The clock marched on to September, and still there was no word from the NCAA. I drove back and forth to college every day. My son John Rawles was a toddler at the time, and Teresa was working a full-time job. We had no time together and I was tired. I had such angst and frustration over the whole situation. In one of my conversations with God one morning, I boldly said, “Look, Nolan Ryan does not have to ask you to help him do what he does. You’ve got to give me some hope and help me here. Because if I am not supposed to do this, I want to go home and be a husband and a father.”

After practice that very afternoon, I took a different path back to my car. I’m not sure what made me break from my routine, but I did. I kept hearing my name being called, but my hearing was starting not to be as good as it used to be, so I took another step. Then I thought, No, turn around. There was the athletic director. He had been calling after me and said, “I was looking for you. I spent the entire afternoon with the NCAA going over your situation.” Instantly my stomach pancaked to the sidewalk. I expected he wanted to give me the bad news in person, so I stood there silently as he continued. “I ended up reading the regulations line-by-line with the representative. We finished the last line and I said to the NCAA representative that it looks to me like this man has eligibility. Tom, the representative agreed.”

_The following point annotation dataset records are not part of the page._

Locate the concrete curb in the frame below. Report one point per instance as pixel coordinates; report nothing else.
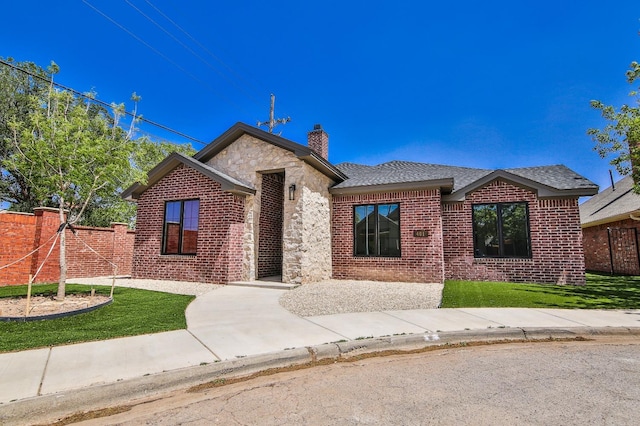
(48, 408)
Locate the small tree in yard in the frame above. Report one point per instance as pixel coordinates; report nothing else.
(71, 150)
(621, 137)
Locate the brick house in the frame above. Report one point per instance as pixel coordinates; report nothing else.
(610, 221)
(252, 205)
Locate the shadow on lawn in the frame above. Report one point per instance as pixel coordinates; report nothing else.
(601, 292)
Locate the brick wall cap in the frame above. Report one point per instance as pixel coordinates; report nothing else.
(18, 213)
(48, 209)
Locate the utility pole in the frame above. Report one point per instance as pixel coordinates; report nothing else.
(272, 121)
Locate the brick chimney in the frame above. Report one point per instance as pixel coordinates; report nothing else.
(318, 140)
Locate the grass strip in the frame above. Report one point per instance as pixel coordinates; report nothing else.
(133, 312)
(600, 292)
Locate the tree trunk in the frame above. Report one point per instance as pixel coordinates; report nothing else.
(63, 257)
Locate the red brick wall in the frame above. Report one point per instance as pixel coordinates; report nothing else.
(270, 229)
(220, 230)
(113, 246)
(596, 248)
(17, 233)
(22, 233)
(556, 239)
(421, 257)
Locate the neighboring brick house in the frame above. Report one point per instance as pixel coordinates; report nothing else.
(610, 222)
(252, 205)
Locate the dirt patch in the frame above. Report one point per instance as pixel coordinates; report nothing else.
(47, 305)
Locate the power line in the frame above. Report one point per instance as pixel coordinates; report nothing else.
(192, 38)
(93, 99)
(188, 49)
(162, 55)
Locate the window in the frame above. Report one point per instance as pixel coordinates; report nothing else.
(501, 230)
(377, 230)
(180, 234)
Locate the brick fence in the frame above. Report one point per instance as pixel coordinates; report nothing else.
(20, 233)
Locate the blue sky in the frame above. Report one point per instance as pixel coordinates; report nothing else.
(494, 84)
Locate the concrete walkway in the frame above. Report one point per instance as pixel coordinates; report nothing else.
(238, 323)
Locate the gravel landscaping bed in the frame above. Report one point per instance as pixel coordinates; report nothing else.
(176, 287)
(344, 296)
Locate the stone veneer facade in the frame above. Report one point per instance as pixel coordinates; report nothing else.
(317, 228)
(306, 241)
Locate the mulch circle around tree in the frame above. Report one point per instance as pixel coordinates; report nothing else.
(46, 307)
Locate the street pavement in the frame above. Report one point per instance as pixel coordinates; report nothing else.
(245, 329)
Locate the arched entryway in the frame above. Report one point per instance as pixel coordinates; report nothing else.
(270, 226)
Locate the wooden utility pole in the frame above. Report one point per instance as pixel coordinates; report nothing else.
(272, 123)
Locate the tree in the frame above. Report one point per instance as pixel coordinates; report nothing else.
(69, 151)
(108, 208)
(18, 90)
(621, 137)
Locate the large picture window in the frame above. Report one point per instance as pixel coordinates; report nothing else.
(501, 230)
(180, 234)
(377, 230)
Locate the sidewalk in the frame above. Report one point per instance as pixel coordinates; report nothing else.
(239, 325)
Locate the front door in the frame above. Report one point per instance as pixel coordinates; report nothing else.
(270, 225)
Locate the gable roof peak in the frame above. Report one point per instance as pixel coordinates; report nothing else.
(301, 151)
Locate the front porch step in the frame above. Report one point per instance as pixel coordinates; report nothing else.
(264, 284)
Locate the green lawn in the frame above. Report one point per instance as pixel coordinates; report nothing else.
(601, 292)
(132, 312)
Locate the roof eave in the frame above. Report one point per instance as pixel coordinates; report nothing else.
(543, 191)
(322, 165)
(302, 152)
(610, 219)
(443, 184)
(171, 162)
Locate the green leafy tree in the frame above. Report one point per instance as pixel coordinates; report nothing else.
(620, 138)
(108, 208)
(20, 95)
(71, 152)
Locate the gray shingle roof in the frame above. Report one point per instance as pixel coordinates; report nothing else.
(610, 205)
(556, 178)
(406, 171)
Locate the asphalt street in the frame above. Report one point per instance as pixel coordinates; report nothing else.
(567, 383)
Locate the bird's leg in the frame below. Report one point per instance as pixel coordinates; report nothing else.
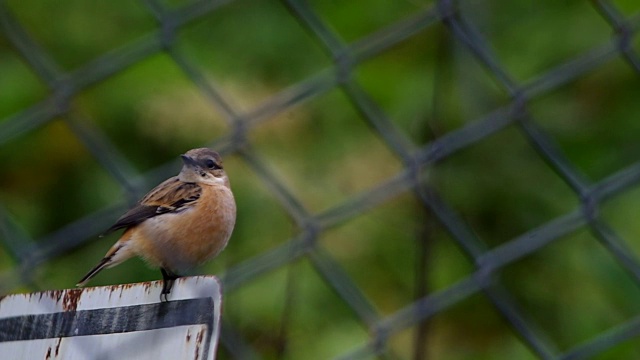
(168, 278)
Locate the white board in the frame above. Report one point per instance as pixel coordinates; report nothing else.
(114, 322)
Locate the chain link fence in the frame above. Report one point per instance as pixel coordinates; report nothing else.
(402, 300)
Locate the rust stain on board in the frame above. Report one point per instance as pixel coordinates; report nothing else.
(199, 338)
(58, 347)
(70, 300)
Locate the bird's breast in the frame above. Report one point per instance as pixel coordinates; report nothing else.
(179, 241)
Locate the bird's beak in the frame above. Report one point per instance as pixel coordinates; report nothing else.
(188, 161)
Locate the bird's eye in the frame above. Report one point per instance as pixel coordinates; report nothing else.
(210, 164)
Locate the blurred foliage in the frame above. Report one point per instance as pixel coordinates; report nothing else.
(325, 153)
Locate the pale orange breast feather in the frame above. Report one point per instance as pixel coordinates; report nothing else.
(181, 241)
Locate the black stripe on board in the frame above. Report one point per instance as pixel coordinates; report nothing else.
(110, 320)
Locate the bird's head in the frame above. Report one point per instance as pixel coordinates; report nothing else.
(203, 166)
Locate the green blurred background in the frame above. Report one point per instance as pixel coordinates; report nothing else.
(325, 153)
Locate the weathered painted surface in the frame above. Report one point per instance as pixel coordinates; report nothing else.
(114, 322)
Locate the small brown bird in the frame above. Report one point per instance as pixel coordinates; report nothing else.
(181, 223)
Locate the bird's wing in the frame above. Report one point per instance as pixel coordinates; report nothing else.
(171, 196)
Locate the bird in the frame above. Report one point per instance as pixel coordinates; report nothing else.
(180, 224)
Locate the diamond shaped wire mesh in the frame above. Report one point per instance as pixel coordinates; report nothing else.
(312, 250)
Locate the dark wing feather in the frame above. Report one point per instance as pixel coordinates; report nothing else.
(171, 196)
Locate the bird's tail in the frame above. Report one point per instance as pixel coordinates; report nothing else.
(117, 254)
(101, 265)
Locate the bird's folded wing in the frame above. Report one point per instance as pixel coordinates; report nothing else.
(171, 196)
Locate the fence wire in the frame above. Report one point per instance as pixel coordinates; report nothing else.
(413, 178)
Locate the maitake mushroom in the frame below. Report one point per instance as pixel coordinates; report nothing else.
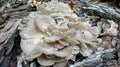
(55, 34)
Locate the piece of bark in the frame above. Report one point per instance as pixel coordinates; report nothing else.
(101, 11)
(9, 32)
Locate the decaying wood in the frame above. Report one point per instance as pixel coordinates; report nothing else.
(101, 11)
(7, 36)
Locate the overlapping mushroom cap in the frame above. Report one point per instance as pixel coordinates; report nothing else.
(55, 34)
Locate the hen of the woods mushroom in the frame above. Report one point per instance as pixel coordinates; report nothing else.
(55, 34)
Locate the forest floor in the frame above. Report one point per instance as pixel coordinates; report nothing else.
(107, 54)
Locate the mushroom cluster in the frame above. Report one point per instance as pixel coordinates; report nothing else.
(55, 34)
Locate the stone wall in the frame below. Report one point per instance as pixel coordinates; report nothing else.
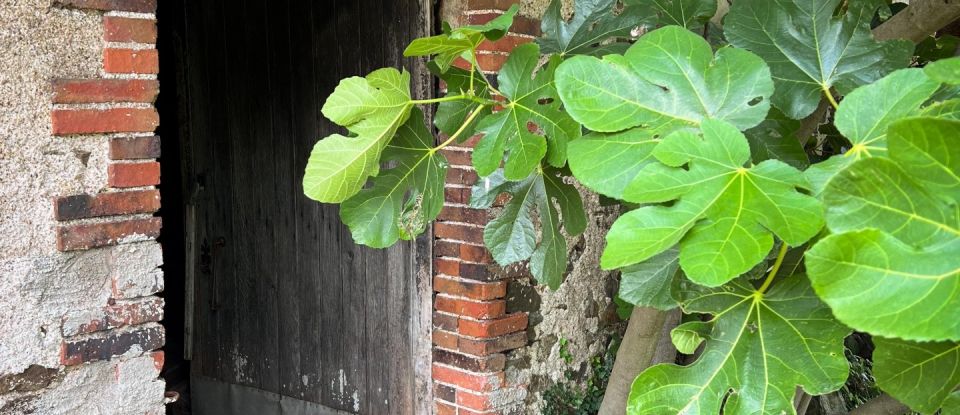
(78, 264)
(505, 370)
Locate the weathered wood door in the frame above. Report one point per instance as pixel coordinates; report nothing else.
(289, 316)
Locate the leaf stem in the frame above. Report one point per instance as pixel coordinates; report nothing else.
(776, 268)
(467, 122)
(833, 101)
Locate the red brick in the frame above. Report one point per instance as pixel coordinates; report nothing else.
(446, 249)
(504, 44)
(446, 339)
(445, 321)
(465, 411)
(521, 24)
(477, 272)
(82, 91)
(114, 316)
(441, 408)
(485, 61)
(457, 157)
(121, 175)
(480, 402)
(444, 392)
(486, 347)
(462, 214)
(477, 254)
(138, 6)
(124, 29)
(110, 344)
(143, 61)
(459, 195)
(133, 148)
(492, 363)
(473, 309)
(114, 120)
(79, 237)
(465, 233)
(473, 140)
(493, 328)
(480, 382)
(446, 267)
(471, 289)
(106, 204)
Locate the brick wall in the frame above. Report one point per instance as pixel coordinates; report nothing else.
(472, 329)
(92, 280)
(120, 104)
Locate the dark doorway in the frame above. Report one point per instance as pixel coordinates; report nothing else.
(281, 312)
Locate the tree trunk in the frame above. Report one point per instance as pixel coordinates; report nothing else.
(645, 343)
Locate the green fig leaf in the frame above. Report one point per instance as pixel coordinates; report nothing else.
(811, 50)
(404, 199)
(688, 336)
(775, 139)
(759, 348)
(946, 71)
(668, 79)
(462, 40)
(866, 113)
(652, 283)
(921, 375)
(372, 109)
(896, 243)
(691, 14)
(607, 163)
(511, 237)
(532, 102)
(725, 214)
(451, 115)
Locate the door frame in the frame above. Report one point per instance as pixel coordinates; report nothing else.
(420, 326)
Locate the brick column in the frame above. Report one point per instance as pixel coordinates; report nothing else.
(118, 109)
(472, 329)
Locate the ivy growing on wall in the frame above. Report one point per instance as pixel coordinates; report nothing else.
(701, 133)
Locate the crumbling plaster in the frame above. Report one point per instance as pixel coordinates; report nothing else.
(41, 43)
(579, 317)
(38, 285)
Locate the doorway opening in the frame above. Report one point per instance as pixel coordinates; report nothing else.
(270, 306)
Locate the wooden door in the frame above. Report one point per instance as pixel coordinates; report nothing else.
(289, 315)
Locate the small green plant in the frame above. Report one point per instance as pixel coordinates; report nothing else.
(787, 238)
(581, 398)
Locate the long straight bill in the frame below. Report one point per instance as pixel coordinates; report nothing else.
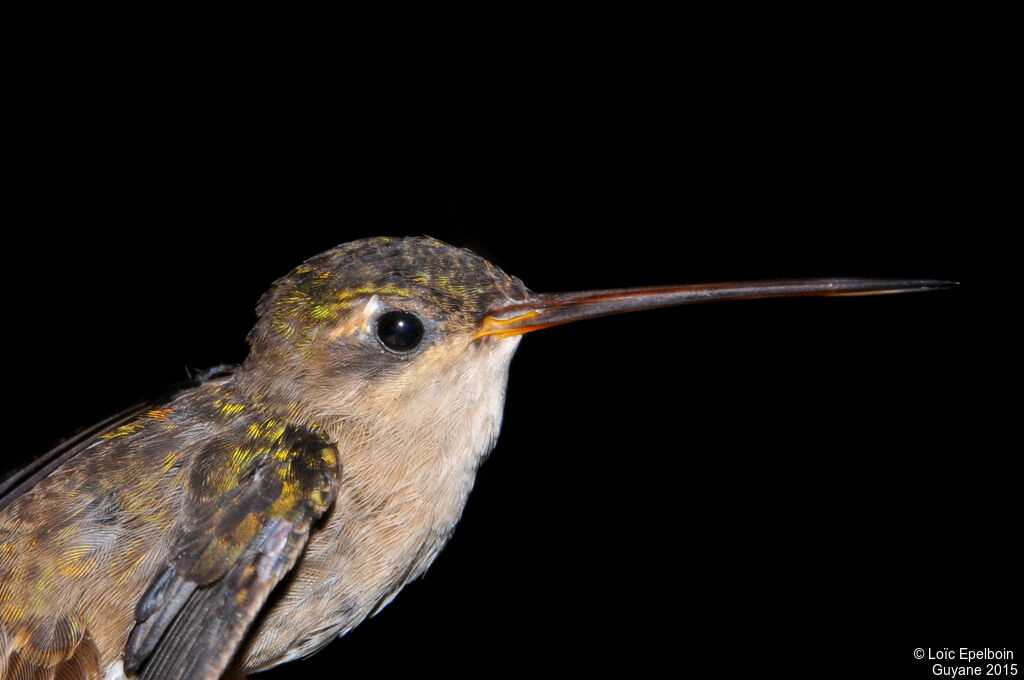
(545, 310)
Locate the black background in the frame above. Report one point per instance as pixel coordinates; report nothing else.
(816, 483)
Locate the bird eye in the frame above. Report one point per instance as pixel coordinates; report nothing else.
(399, 331)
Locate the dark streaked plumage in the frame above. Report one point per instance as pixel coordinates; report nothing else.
(151, 544)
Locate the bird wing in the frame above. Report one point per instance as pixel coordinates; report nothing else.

The only words that formed on my lips were, “Oh, my gosh.”

I almost didn’t hear the athletic director over the blood rushing through my ears. He continued, “There’s a catch. To fulfill the transfer clause, you have to participate for a year as an undergraduate. You’re going to transfer into a grad program, and that is how you do that.”

I can’t honestly tell you if I would have given up or not that day. I don’t think I would have, but I do know I could see God’s hand at every step of the way, and that’s what kept me going. He gave me the inspiration to start this process. He heard my prayer that day walking back to my car. He knew what my limits were, and exactly when to intervene.

How could anyone doubt there is a power in the Lord we call upon that is greater than our own? It’s there and is as necessary a component to a good and successful life as food or air. As necessary as football in Texas.